If you’re reading this, I understand what it’s like to not understand.
One of the most frustrating questions someone could ask me when I am going through a depressive episode or feeling extra anxious is “what’s wrong?” And it’s not because of the question itself, but because of the only answer I have to provide for them. I don’t know. I don’t know why some days I wake up and feel like it takes everything I have just to put a smile on my face. I don’t know why some days I’m so anxious I feel nauseous. I don’t know why the eating disorder continues to linger when I know and feel the damage it does to my body.
I’ve always been a “Why?” girl. I’ve always had to know the reason why things work the way they do or why things are the way they are. Because of that, up until I came to college, I let the way I feel control me because I was trying to find the “why” of why I was the way I am and why I constantly felt the way I did. I would have to put a label on every feeling I had, tracing it back to where it came from and trying to define what the feelings were. It wasn’t until last March when we went home for quarantine where I was forced to face my diseases and understand that there really is no cause. There is no “why” other than the fact that I was born to face some mental barriers that some other people do not have. It took me to just about my breaking point to realize this. But once I was able to really grasp the fact that I can’t control it, that I don’t have a “why” other than just having depression and anxiety, I wake up every morning, take my medicine (because it is okay to accept help from our friend Effexor), and decide that today these illnesses will not define me.
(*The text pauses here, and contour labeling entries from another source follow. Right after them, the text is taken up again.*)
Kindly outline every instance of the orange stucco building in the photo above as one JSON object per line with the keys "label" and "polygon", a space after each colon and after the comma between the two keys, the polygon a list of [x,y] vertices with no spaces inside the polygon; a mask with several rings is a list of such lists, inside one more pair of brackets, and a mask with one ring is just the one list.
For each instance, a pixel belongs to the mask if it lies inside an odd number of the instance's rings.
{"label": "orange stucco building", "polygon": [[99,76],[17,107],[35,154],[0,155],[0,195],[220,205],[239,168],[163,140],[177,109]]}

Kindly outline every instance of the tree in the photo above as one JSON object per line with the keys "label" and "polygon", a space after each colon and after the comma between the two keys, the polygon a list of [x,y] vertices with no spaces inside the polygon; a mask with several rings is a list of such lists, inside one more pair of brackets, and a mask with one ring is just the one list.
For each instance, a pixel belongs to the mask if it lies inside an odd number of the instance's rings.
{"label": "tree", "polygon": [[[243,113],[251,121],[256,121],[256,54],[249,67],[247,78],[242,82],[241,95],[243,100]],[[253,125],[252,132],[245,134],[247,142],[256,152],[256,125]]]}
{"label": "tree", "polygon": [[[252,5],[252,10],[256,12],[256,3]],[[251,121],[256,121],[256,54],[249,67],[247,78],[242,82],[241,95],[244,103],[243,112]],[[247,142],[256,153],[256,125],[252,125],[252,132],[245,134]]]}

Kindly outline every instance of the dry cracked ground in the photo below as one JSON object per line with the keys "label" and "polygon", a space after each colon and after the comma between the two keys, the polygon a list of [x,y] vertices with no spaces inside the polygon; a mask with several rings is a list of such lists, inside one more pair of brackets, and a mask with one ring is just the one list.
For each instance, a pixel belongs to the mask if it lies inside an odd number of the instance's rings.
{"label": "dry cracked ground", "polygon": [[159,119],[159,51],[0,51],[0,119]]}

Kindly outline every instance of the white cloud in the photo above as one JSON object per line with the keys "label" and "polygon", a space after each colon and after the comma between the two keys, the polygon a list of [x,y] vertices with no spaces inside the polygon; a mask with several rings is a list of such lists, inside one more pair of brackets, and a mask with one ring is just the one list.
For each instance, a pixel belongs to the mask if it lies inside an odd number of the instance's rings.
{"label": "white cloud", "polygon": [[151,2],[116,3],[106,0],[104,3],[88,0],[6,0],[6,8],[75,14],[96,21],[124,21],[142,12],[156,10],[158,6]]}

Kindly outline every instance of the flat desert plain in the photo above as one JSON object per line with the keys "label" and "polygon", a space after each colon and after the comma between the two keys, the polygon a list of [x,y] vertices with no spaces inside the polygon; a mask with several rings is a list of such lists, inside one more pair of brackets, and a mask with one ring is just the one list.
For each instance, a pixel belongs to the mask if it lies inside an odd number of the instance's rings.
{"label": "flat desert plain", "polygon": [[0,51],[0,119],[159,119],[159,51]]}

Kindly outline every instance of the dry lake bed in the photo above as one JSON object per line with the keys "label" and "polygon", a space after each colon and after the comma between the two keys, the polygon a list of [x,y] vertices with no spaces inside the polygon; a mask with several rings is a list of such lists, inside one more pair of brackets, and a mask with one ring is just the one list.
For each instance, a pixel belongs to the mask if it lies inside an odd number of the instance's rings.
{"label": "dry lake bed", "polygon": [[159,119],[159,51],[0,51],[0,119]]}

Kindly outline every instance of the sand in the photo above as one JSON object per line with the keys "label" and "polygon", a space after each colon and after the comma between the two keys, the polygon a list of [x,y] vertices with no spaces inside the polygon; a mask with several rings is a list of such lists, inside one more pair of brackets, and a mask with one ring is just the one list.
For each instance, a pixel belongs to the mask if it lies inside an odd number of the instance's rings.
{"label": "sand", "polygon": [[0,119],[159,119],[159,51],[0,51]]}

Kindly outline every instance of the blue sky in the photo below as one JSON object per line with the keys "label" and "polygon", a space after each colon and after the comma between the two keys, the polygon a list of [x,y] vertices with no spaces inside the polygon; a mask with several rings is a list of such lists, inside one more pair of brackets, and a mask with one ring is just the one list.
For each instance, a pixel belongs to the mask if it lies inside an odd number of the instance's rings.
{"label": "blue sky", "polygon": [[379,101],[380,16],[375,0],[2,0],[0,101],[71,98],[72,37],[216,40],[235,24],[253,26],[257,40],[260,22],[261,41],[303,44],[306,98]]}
I understand that it is a daily battle. Some days it’s truly an hourly battle. Some days getting out of bed is my “win” and other days I feel anxiety free. Some days I don’t analyze everything I consume and other days I can’t eat a salad without feeling guilty. If you have ever battled any type of eating or body imaging illness, I am with you. I understand the frustration and the pure exhaustion of these thoughts consuming your mind and how draining it can be. It is truly another beast of its own, and on top of anxiety and depression it can be unbearable. There are no words to fix it. There is nothing anyone can do or say to know how to make it better. It is an everyday battle, and it will be for the rest of my life. If you are struggling with this too, my heart truly goes out to you and I am here to talk about it or just anything in general.
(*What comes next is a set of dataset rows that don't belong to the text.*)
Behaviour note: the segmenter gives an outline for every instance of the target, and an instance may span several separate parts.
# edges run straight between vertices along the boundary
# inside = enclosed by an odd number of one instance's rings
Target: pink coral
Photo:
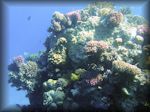
[[[19,55],[14,58],[13,62],[16,63],[16,65],[20,65],[20,64],[24,63],[24,57]]]
[[[150,34],[150,28],[146,25],[139,25],[137,27],[137,34],[141,36]]]
[[[107,24],[110,26],[118,26],[123,21],[123,14],[118,12],[113,12],[108,16]]]
[[[69,17],[72,21],[81,21],[81,15],[79,11],[72,11],[66,14],[67,17]]]
[[[97,53],[98,51],[103,51],[108,49],[108,44],[104,41],[89,41],[85,46],[86,53]]]
[[[103,81],[103,78],[100,75],[97,75],[94,78],[86,79],[86,83],[90,84],[90,86],[95,86]]]

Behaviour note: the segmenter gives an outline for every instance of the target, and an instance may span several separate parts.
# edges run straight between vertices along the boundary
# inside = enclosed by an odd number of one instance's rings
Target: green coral
[[[86,72],[85,69],[81,69],[81,68],[76,69],[73,73],[71,73],[70,79],[72,81],[78,81],[80,80],[81,75],[83,75],[85,72]]]
[[[38,78],[38,65],[32,61],[23,63],[20,65],[18,72],[10,71],[9,77],[9,82],[18,89],[34,91]]]
[[[50,90],[43,94],[43,105],[48,110],[57,109],[64,102],[65,94],[63,91]]]

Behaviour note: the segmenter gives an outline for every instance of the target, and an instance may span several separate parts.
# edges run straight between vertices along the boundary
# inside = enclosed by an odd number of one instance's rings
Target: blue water
[[[7,58],[5,68],[5,93],[6,105],[29,104],[25,97],[26,91],[16,91],[7,83],[7,65],[13,57],[22,55],[24,52],[36,53],[44,50],[44,41],[48,35],[47,29],[53,12],[70,12],[77,9],[83,9],[88,2],[81,3],[46,3],[46,4],[6,4],[6,47]],[[136,15],[145,16],[144,6],[141,3],[117,3],[119,6],[130,6]]]

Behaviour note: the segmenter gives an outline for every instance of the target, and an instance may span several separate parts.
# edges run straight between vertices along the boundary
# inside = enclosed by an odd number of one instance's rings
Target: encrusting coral
[[[51,110],[150,109],[149,26],[130,8],[94,2],[54,12],[46,50],[9,65],[9,82],[27,90],[30,107]]]

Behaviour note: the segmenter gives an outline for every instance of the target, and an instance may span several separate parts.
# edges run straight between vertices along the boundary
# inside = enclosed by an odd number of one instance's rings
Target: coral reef
[[[27,90],[30,107],[150,110],[150,34],[144,17],[93,2],[66,14],[54,12],[49,33],[45,51],[18,56],[8,66],[9,82]]]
I pray every day for anyone struggling with these illnesses or just any mental illness in general. I understand what it’s like to not understand. I understand what it’s like to feel like you are drowning in your own thoughts. But don’t give these diseases any more power than they already have. My number is (864) 828-2627 if anyone ever wants to talk. If you are not at a place to be able to talk about it yet, just know that I am with you, and I pray every day that you are able to wake up and you won’t have to struggling with not understanding.